Album Review: Clutch – Book of Bad Decisions
September 9, 2020Maryland’s favourite Sonic Counselors deliver the year’s rockingest album
Back in 2018, I wrote a bunch of reviews that I couldn’t publish anywhere. So I’m putting them here.
Book of Bad Decisions, the latest album by Maryland band Clutch, rocks so hard it’s exhausting. Book is fifteen tracks of non-stop fist-pumping, head-banging, foot-stomping, genre-defining hard rock, including at least two of the best songs of the year, hands-down.
Those songs are “In Walks Barbarella” and “How To Shake Hands”. “Hands”, the first single off Book, is a fun send-off on American elections, in which singer Neil Fallon details what he’d do if elected president. It’s all pretty tongue-in-cheek, including lines like “first thing I’m gonna do is disclose all those UFOs”, and “put Jimi Hendrix on the $20 bill”. A few more serious lines do sneak through – “I’m ready to give the people what they want, and what they want is straight-talk, and no jive” seems relevant. Musically, “Hands” is a short, fast song that’s mostly chorus. The chorus happens to be the catchiest guitar/drum riff on the album, so “Hands” is a real blast to listen to.
“Barbarella” proudly declares itself “weaponized funk”. “Barbarella” has all the energy of “Hands”, channeled through a bombastic brass section and contextualized with alien-conspiracy-themed lyrics. The real stars of “Barbarella” are session musicians Roy Agee, Kevin Gatzke, and Vinnie Ciesielski on trombones, saxophones, and trumpet respectively. The brass trio lends “Barbarella” a personality wholely unlike anything else on the album.
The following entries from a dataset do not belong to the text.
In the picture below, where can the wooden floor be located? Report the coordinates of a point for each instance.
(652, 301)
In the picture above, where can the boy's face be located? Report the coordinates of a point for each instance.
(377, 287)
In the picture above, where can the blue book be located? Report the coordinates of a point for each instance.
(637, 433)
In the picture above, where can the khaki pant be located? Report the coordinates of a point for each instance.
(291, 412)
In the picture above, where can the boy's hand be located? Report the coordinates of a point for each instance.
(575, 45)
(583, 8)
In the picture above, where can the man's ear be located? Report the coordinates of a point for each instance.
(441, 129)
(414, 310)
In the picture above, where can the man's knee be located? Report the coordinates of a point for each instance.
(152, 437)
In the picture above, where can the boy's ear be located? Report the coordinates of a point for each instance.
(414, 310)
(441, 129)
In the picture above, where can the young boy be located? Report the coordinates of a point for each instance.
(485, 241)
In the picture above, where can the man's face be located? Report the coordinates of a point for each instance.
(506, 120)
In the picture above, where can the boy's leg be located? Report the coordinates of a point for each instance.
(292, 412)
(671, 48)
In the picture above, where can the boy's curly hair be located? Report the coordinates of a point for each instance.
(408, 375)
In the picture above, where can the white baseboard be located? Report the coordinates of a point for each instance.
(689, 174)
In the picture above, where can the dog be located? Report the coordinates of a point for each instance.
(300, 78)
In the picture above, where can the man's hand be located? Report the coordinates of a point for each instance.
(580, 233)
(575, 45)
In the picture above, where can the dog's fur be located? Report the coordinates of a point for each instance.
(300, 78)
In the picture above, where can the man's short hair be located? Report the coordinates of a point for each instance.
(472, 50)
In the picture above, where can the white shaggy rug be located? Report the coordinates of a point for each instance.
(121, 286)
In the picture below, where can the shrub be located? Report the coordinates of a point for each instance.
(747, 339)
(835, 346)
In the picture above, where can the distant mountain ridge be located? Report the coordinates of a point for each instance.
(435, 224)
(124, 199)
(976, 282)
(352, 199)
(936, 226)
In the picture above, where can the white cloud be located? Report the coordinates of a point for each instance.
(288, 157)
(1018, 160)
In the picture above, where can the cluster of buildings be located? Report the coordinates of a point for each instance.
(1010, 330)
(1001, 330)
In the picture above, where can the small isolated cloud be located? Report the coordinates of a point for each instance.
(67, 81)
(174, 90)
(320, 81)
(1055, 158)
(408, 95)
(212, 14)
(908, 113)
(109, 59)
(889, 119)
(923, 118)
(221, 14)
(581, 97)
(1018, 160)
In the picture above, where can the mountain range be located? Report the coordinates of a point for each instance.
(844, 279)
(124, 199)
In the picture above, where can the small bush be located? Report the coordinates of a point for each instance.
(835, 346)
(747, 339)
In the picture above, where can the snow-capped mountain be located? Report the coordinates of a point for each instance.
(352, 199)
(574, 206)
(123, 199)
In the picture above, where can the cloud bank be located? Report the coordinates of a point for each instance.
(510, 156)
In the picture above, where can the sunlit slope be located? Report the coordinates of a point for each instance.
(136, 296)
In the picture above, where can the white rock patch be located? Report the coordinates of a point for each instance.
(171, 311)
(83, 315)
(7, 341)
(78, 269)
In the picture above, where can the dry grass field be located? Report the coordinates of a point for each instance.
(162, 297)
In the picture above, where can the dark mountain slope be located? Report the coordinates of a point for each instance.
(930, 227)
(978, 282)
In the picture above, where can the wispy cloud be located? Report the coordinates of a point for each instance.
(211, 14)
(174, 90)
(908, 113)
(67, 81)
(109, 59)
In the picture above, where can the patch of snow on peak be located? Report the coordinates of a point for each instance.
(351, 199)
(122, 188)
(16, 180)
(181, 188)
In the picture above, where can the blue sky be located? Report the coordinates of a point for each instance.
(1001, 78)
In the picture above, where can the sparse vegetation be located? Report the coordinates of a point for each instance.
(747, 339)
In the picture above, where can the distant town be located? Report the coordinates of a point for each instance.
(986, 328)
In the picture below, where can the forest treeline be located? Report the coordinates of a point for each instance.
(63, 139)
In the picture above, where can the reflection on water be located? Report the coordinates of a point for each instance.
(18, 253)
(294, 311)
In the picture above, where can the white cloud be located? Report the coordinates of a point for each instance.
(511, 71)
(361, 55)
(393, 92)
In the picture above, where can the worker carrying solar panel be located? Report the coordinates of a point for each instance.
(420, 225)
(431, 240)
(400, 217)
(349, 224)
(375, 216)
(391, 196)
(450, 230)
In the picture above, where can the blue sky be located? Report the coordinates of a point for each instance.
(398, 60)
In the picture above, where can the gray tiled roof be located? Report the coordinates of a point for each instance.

Other tracks on the album mix what’s comfortable with
uncharted territory for the band. Book
adds “Emily Dickinson”, “H.B. Is In Control”, and “Weird Times” to the list of
absolute bangers the band can pull out at concerts. There’s also “Lorelei”, the
obligatory ballad, which is, refreshingly, closer to doom-rock than wistful
power-pop.
On the more musically interesting side, there’s “Ghoul Wrangler”, “Vision Quest”,
and album opener “Give Me the Keys”. “Ghoul Wrangler” is mostly a great
blues-metal song, but really lets percussionist Mike Dillon shine with some
great drum fills and a reversed drum lick about halfway through the song.
Vision Quest” features guest pianist Chris Brooks doing his best Jerry Lee
Lewis impression. Guitarist Tim Sult also gets some good moments here with the
album’s standout solo.
“Keys” starts off with a cool acoustic guitar lead, and some glitchy keyboards,
before launching into a kickass electric riff backed by downright primal
drumming.
And yet, Book is all killer, no filler. If anything, Book has too much killer. Near the end of Book’s hour-long runtime, I found myself jumping back and forth between songs so often I’m not sure I’ve actually listened to the whole thing in order. For similar reasons, certain songs that would be the best song on a lesser album – “Paper & Strife”, for instance – end up standing out less simply because they come too late in the album, following “Barbarella”, “Hands”, “Emily Dickinson”, etc.
Book is easily among the best albums of the year and in Clutch’s discography. Whatever the titular “Bad Decisions” were, I couldn’t find them on this album.